The two things went together pretty well, I didn't have to look at the screen all that much so I could concentrate on cutting. The numbers and so forth for cutting were very well defined so I could use most of my brain power on taking in the information that was being disseminated for several hours. There's so much there of course, but as a person who formerly held a US government security clearance designation at the Secret level it's too much to bear or even contemplate.
It's hard to describe the way it was drilled into us day in day out, the extreme penalties we would encounter if we ever even whispered about what we were working on or with to those without the same clearance or the same "need to know". Much less actually intentionally taking the documents home and refusing to return them. Or waving them around and boasting about them. And that this was a former president who did all that? Inconceivable.
The fix is of course serious penalties and jail time. Lock him up? Yeah, absolutely. If we have laws, they've got to apply to everyone, most especially to the people at the top who really really know what's at stake. Literally any other person would already be in jail. I would not want to be a US Diplomat or spy right now, having to convince our allies that they can continue to trust us after seeing a Five Eyes Only document on the floor of a maybe unlocked storage room at a un-hardened public/private beach resort.

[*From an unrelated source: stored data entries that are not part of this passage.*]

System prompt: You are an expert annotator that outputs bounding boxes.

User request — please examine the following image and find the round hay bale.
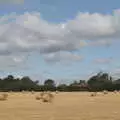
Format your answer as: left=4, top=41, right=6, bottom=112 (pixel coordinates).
left=0, top=93, right=8, bottom=101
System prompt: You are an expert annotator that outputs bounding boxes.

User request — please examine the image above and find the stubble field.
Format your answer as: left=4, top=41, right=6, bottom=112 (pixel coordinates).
left=0, top=92, right=120, bottom=120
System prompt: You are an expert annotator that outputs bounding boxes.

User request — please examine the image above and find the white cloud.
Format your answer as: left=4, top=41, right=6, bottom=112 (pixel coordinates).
left=94, top=58, right=113, bottom=64
left=0, top=0, right=24, bottom=4
left=44, top=52, right=83, bottom=62
left=0, top=10, right=120, bottom=68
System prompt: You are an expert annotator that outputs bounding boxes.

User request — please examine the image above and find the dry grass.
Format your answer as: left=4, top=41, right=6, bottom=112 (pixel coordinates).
left=0, top=92, right=120, bottom=120
left=0, top=93, right=8, bottom=101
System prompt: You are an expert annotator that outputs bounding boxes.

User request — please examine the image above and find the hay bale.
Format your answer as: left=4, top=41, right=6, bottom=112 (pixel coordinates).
left=35, top=96, right=42, bottom=100
left=42, top=92, right=54, bottom=103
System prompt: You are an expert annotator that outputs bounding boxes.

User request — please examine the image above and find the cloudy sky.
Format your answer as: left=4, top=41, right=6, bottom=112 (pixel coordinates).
left=0, top=0, right=120, bottom=83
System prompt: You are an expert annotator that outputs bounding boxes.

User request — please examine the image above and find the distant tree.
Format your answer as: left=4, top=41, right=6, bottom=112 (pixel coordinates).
left=88, top=72, right=112, bottom=90
left=44, top=79, right=56, bottom=91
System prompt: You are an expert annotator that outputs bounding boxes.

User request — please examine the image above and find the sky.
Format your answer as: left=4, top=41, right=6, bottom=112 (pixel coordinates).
left=0, top=0, right=120, bottom=83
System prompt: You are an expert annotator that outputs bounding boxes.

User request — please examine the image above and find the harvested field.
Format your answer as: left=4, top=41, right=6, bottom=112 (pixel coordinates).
left=0, top=92, right=120, bottom=120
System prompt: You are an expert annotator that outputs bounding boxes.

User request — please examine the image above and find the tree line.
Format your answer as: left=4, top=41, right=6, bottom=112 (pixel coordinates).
left=0, top=72, right=120, bottom=92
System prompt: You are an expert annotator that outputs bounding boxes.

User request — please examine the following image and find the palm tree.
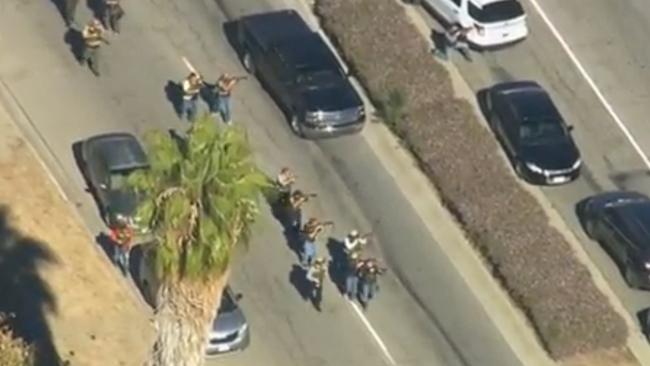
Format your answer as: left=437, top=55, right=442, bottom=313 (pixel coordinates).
left=129, top=116, right=269, bottom=366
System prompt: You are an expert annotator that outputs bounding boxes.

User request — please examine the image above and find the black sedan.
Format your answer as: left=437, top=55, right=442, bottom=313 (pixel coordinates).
left=577, top=191, right=650, bottom=289
left=485, top=81, right=582, bottom=185
left=81, top=133, right=149, bottom=227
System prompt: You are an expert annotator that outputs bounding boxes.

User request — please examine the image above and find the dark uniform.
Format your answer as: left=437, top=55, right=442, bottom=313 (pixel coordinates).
left=345, top=252, right=363, bottom=300
left=104, top=0, right=124, bottom=33
left=63, top=0, right=79, bottom=27
left=360, top=259, right=383, bottom=307
left=81, top=20, right=108, bottom=76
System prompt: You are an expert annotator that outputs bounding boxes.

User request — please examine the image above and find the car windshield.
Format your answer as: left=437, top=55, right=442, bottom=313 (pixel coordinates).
left=219, top=291, right=237, bottom=314
left=519, top=121, right=566, bottom=145
left=111, top=169, right=136, bottom=190
left=469, top=0, right=524, bottom=23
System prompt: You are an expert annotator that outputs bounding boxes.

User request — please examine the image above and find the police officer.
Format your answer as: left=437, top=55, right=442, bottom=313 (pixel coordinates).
left=80, top=19, right=109, bottom=76
left=275, top=166, right=297, bottom=202
left=181, top=72, right=203, bottom=122
left=345, top=252, right=363, bottom=300
left=344, top=229, right=370, bottom=256
left=63, top=0, right=79, bottom=27
left=288, top=189, right=316, bottom=229
left=307, top=257, right=325, bottom=310
left=360, top=258, right=386, bottom=308
left=110, top=220, right=133, bottom=276
left=210, top=73, right=247, bottom=124
left=104, top=0, right=124, bottom=33
left=302, top=217, right=334, bottom=268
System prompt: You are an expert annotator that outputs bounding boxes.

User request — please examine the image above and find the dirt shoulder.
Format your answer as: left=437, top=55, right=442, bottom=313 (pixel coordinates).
left=0, top=104, right=153, bottom=365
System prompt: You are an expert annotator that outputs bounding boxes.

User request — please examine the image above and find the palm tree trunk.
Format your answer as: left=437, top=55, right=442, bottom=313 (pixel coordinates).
left=149, top=272, right=228, bottom=366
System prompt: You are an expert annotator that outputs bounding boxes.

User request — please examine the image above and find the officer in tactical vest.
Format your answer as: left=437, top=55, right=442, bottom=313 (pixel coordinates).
left=359, top=258, right=386, bottom=308
left=181, top=72, right=203, bottom=122
left=63, top=0, right=79, bottom=27
left=110, top=220, right=133, bottom=276
left=345, top=251, right=363, bottom=300
left=80, top=19, right=109, bottom=76
left=210, top=73, right=248, bottom=124
left=302, top=217, right=334, bottom=268
left=307, top=257, right=325, bottom=311
left=288, top=189, right=316, bottom=230
left=104, top=0, right=124, bottom=33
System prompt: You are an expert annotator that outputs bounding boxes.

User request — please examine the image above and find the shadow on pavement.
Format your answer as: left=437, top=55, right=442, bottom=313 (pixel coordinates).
left=636, top=308, right=650, bottom=339
left=63, top=27, right=84, bottom=64
left=165, top=80, right=183, bottom=118
left=289, top=264, right=310, bottom=301
left=86, top=0, right=106, bottom=20
left=50, top=0, right=67, bottom=25
left=0, top=206, right=62, bottom=366
left=327, top=237, right=347, bottom=294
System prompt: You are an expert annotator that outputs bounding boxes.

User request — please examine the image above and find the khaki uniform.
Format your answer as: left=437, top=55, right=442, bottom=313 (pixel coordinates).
left=82, top=24, right=105, bottom=76
left=104, top=0, right=124, bottom=33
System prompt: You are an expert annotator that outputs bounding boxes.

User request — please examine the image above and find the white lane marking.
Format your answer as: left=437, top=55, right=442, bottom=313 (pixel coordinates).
left=349, top=301, right=397, bottom=365
left=529, top=0, right=650, bottom=169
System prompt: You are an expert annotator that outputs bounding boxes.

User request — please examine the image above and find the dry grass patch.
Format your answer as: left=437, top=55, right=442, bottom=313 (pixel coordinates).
left=316, top=0, right=627, bottom=359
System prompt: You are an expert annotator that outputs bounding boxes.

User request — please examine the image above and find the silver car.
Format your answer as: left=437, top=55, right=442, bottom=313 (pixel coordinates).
left=137, top=244, right=250, bottom=356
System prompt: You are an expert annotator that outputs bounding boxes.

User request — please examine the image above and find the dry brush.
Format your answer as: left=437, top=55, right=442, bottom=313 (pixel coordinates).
left=315, top=0, right=627, bottom=359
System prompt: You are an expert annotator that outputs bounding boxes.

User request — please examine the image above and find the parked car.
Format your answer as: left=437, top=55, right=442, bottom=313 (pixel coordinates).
left=410, top=0, right=528, bottom=48
left=138, top=243, right=250, bottom=356
left=237, top=10, right=365, bottom=138
left=578, top=191, right=650, bottom=289
left=485, top=81, right=582, bottom=185
left=81, top=133, right=149, bottom=232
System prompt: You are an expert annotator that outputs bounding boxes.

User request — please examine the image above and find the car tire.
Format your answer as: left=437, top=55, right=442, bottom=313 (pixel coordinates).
left=515, top=161, right=526, bottom=180
left=241, top=50, right=255, bottom=74
left=624, top=261, right=639, bottom=288
left=289, top=112, right=303, bottom=137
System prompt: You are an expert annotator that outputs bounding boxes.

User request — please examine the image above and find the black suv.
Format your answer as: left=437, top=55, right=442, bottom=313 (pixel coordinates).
left=577, top=191, right=650, bottom=289
left=236, top=10, right=365, bottom=138
left=81, top=133, right=149, bottom=232
left=485, top=81, right=582, bottom=185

The thing is, the vast majority of the US public hardly knows or ever thinks about all this international relations or spy stuff. It's all in the bucket of things we can't do much about, so why worry about it. The truth is we will likely never really know the effects of what he did, what alliances fell or were weakened, which assassinations of our contacts in other countries were or were not due to this breach. The power inherent in the possession of these documents is not something we normally think about. It's just a piece of paper, a file folder. But it's the possession, it's who has it, who knows, who's willing to sell it or trade it away.